1) These crops need no extra covering or protection unless the temperature goes down to the low 20’s F.: any leafy or root crops such as lettuce, spinach, carrots, turnips. Also crops like peas, broccoli, cabbage and cauliflower will survive light frosts and actually may become sweeter. Continue to harvest into the fall as long as possible.
2) These plants need protection: fruiting crops such as tomatoes, peppers or squash. Other crops susceptible to light frost include the beans, herb basil, and most annual ornamental plants. Perennials are usually fine in a light frost.
3) Frost usually (but not always) occurs on cloudless nights when high pressure moves in. When there is moisture in the air the first frost is less likely (but you never know!).
4) Use a blanket or plastic sheet to protect plants from a light frost but anchor the covering with a brick or rock to prevent it from blowing off.

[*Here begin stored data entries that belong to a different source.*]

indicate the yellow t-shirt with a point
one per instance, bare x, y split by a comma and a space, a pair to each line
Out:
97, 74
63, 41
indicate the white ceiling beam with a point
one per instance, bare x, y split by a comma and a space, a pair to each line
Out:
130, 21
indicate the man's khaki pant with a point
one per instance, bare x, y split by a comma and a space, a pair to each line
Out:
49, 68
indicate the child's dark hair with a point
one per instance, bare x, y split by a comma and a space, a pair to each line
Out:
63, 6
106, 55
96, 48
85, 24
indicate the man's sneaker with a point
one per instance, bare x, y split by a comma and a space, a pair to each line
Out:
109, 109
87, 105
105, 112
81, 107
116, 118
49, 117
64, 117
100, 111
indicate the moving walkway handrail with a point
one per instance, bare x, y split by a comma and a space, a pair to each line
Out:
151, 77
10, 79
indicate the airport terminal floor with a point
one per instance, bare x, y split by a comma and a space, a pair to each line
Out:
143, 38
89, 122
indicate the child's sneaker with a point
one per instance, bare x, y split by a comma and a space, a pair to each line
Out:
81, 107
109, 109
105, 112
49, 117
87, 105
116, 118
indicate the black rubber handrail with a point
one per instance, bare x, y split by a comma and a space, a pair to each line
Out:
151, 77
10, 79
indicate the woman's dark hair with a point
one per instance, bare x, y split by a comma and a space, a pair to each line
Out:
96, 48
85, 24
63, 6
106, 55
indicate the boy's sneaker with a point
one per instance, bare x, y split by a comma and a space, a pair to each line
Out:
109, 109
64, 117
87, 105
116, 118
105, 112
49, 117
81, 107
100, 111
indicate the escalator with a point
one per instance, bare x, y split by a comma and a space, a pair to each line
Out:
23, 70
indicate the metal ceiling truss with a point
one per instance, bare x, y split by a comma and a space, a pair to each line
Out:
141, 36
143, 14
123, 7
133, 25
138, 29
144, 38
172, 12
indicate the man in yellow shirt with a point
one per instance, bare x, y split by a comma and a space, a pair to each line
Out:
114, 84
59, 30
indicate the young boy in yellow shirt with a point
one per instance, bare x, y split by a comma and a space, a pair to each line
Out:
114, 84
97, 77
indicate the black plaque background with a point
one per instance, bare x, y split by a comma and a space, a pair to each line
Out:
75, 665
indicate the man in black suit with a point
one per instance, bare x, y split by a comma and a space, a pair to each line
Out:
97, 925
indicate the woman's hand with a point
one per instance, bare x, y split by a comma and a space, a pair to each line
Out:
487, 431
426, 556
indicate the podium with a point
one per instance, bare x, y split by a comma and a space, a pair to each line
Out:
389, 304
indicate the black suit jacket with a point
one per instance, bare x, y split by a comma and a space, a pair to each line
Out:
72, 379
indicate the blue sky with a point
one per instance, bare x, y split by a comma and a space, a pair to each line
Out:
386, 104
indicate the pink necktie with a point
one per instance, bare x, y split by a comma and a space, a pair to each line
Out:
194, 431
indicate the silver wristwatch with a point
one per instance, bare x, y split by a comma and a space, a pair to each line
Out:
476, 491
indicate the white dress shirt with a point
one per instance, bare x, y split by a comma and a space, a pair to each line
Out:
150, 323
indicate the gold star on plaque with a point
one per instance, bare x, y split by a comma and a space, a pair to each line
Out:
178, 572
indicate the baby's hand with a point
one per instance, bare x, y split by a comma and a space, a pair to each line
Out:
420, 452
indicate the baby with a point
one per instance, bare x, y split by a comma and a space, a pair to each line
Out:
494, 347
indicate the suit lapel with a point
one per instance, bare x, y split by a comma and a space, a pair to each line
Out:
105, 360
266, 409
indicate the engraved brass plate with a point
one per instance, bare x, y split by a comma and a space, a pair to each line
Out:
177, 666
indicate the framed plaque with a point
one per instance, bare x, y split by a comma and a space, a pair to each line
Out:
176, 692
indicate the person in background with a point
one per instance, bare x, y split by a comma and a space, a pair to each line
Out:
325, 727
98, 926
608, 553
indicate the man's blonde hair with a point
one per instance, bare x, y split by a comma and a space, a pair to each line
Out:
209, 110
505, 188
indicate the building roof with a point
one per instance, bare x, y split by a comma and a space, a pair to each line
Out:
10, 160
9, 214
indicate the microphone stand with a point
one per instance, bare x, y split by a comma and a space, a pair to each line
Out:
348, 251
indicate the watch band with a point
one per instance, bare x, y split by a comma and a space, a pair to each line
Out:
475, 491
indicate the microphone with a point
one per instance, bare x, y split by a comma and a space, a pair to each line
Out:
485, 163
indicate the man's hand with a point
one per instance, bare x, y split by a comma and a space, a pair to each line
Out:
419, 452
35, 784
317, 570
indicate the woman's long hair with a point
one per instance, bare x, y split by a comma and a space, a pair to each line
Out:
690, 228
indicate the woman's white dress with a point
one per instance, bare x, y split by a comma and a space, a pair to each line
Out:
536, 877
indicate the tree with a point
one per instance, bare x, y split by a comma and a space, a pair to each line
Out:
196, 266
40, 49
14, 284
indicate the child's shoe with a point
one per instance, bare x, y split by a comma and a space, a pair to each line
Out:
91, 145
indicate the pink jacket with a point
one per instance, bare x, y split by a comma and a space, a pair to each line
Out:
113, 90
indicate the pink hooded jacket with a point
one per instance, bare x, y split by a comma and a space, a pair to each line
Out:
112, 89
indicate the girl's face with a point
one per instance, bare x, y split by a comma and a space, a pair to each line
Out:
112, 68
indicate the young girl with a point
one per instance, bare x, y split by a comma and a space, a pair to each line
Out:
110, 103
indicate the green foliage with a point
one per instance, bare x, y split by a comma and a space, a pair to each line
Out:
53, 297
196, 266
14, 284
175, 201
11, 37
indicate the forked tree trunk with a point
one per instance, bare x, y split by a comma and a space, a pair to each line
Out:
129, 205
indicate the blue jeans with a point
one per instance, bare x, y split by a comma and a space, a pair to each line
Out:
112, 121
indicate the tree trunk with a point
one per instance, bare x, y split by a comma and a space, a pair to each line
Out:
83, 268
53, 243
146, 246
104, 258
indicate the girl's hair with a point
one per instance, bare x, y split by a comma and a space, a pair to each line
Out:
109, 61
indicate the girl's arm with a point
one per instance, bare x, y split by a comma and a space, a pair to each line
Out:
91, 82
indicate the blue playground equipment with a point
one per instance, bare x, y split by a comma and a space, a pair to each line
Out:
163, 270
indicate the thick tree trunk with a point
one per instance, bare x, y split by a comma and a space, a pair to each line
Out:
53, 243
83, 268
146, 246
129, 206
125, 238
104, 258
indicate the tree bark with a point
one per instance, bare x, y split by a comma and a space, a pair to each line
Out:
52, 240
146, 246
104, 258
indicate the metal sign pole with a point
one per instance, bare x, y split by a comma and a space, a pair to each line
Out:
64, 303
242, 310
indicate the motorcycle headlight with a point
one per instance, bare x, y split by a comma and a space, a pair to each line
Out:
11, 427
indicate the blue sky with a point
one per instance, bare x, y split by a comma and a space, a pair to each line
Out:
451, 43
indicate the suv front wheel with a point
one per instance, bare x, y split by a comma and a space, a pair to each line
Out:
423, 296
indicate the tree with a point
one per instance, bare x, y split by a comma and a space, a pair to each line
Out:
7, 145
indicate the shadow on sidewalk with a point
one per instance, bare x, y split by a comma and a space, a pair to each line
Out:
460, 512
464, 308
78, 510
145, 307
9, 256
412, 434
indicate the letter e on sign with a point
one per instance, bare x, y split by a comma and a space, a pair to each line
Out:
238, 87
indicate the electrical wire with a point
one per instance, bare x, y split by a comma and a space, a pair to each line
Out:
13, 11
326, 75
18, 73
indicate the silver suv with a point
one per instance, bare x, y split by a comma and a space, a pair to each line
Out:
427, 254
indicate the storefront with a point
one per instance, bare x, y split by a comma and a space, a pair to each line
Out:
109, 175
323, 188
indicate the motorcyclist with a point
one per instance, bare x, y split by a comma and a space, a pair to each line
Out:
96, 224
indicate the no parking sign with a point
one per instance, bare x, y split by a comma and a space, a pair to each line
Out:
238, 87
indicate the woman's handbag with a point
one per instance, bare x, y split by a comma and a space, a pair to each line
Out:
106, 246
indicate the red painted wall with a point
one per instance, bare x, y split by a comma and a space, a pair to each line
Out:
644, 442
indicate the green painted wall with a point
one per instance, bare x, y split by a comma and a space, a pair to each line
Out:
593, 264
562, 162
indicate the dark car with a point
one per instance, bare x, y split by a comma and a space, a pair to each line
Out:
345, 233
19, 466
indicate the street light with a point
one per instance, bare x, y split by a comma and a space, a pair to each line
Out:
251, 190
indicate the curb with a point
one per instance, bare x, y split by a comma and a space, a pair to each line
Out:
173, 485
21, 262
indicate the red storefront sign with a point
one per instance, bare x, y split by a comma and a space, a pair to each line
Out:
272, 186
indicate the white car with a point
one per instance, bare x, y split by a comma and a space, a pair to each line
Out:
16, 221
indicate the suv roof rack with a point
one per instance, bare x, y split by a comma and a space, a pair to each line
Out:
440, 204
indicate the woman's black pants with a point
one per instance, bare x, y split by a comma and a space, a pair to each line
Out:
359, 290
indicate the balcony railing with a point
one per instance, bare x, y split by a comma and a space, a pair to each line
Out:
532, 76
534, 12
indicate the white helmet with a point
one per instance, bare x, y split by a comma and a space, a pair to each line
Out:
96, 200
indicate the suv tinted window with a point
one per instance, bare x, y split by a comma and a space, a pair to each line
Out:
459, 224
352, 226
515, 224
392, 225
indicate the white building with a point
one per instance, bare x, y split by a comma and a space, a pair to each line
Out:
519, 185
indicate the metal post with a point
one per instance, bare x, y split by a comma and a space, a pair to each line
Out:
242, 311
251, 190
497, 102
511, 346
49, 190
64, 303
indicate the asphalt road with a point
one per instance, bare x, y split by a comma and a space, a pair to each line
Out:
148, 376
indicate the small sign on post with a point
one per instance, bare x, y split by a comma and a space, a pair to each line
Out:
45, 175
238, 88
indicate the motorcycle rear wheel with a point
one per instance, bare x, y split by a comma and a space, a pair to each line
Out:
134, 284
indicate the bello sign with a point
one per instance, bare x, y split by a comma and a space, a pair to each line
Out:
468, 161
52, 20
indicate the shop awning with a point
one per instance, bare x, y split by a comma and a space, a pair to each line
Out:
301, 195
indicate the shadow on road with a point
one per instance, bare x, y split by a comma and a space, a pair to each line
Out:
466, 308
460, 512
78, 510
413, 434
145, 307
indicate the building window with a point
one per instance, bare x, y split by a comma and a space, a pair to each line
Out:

5) Be sure to remove plastic coverings the next morning as the plants my burn from overheating when the sun comes out. When you do decide you can’t fight the cold any longer harvest all of the fruits and other corps.
6) When you do your final harvest of tomatoes bring them indoors for storage in a cool dark place. Arrange the fruits on some layers of newspaper in a box or tray in a single layer. Stacking the fruits causes pressure and fruit damage which triggers rot! Then, place some more newspapers over the top of the layer of tomatoes. This traps in a natural gas called ethylene which is given off by the fruits themselves. Ethylene also triggers more ripening among other fruits. Some people place an apple among the tomatoes which also helps to give off this ethylene gas. Check the fruits every other day or so for ripening and remove any that are getting soft or showing indications of rot. The fruits with darker green shoulders are the best at ripening and usually have the best taste. Another alternative is to look in a recipe book that might have some uses for green tomatoes. There are many wonderful dishes you can create with green tomatoes!
The first AVERAGE frost date in Cheyenne, Wyoming is September 20th!
Check your local weather service for the date in other areas.